SGAligner++: Cross-Modal Language-Aided 3D Scene Graph Alignment
This addresses the challenge of aligning partially overlapping 3D scene observations for applications like visual localization and navigation, representing a strong specific gain rather than a foundational advance.
The paper tackles the problem of aligning 3D scene graphs, which is crucial for robot navigation and embodied perception, by introducing SGAligner++, a cross-modal, language-aided framework that outperforms state-of-the-art methods by up to 40% on noisy real-world reconstructions.

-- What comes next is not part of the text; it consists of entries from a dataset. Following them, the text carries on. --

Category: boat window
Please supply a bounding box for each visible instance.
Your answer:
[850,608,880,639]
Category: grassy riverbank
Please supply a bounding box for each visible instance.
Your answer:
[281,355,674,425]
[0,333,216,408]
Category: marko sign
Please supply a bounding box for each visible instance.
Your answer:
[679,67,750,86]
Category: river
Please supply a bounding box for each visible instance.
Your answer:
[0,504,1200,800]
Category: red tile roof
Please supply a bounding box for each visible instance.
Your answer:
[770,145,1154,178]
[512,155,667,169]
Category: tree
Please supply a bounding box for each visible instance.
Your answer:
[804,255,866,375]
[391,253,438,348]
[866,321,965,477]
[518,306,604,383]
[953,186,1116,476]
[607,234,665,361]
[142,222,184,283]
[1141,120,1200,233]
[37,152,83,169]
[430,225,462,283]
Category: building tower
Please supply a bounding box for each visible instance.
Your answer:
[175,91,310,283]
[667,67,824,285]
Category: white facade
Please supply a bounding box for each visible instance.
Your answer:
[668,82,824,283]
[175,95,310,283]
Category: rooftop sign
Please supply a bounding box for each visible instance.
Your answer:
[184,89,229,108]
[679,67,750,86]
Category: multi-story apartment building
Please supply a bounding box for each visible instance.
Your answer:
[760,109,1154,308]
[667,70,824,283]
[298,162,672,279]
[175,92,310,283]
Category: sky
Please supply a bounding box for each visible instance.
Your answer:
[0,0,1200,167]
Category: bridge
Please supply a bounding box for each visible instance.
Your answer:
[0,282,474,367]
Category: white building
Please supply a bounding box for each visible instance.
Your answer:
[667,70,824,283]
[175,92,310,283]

Aligning 3D scene graphs is a crucial initial step for several applications in robot navigation and embodied perception. Current methods in 3D scene graph alignment often rely on single-modality point cloud data and struggle with incomplete or noisy input. We introduce SGAligner++, a cross-modal, language-aided framework for 3D scene graph alignment. Our method addresses the challenge of aligning partially overlapping scene observations across heterogeneous modalities by learning a unified joint embedding space, enabling accurate alignment even under low-overlap conditions and sensor noise. By employing lightweight unimodal encoders and attention-based fusion, SGAligner++ enhances scene understanding for tasks such as visual localization, 3D reconstruction, and navigation, while ensuring scalability and minimal computational overhead. Extensive evaluations on real-world datasets demonstrate that SGAligner++ outperforms state-of-the-art methods by up to 40% on noisy real-world reconstructions, while enabling cross-modal generalization.